On Thu, 2 Nov 2006, Andi Kleen wrote:
Mel Gorman <[email protected]> writes:
Our tests show that about 60-70% of physical memory can be allocated on
a desktop after a few days uptime. In benchmarks and stress tests, we are
finding that 80% of memory is available as contiguous blocks at the end of
the test. To compare, a standard kernel was getting < 1% of memory as large
pages on a desktop and about 8-12% of memory as large pages at the end of
stress tests.
If you don't have a fixed limit on the unreclaimable memory you could
still get into a situation where all memory is fragmented and unreclaimable,
right?
Right, it's just considerably harder so there will be adverse workloads
that will break it (heavy IO on very large numbers of files under high
load with reiserfs is one). I don't have a list of real workloads that
break anti-frag yet so so I want to get anti-frag out there and see does
it help people who really care about hugepages or not.

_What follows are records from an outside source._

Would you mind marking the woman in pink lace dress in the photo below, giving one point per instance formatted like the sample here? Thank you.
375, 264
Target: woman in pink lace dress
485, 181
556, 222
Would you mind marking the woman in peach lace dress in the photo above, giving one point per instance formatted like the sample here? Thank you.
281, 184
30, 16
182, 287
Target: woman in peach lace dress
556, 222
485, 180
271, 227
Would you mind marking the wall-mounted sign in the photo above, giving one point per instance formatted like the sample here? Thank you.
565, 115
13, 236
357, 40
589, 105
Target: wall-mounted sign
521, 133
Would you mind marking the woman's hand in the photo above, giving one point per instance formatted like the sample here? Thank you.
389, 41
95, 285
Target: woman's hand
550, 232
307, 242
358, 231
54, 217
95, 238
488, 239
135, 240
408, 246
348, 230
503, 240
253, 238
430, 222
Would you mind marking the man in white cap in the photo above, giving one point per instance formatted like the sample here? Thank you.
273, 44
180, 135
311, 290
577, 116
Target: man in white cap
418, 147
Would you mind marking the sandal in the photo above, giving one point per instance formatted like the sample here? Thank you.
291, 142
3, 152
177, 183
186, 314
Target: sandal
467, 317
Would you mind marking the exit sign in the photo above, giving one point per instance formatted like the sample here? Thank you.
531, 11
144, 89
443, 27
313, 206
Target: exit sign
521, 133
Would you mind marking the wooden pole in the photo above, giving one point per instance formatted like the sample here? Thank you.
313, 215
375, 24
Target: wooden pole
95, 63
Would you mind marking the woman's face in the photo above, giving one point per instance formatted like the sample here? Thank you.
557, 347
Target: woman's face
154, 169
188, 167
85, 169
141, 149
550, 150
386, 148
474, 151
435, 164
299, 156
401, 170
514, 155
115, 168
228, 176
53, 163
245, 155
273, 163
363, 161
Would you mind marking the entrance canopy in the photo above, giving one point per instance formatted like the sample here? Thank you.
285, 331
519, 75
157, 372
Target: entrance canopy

I've included a script below that tries to get as many hugepages as
possible via the proc interface. What I usually do is run it after a
series of stress tests or sometimes one a desktop after a few days to see
how it gets on in comparison to the standard allocator. A test I ran there
got 73% of memory as huge pages on a system with 19 days uptime. However,
the machine wasn't heavily stressed during that time and I had configured
min_free_kbytes to be 10% as suggested in the CONFIG help.
Generally anti-frag gets you way more hugepages, but not necessarily the
whole systems worth. To get all free memory as huge pages, I'd need to be
moving memory around and that would be very invasive. It gets better
results with linear-reclaim or lumpy-reclaim patches applied.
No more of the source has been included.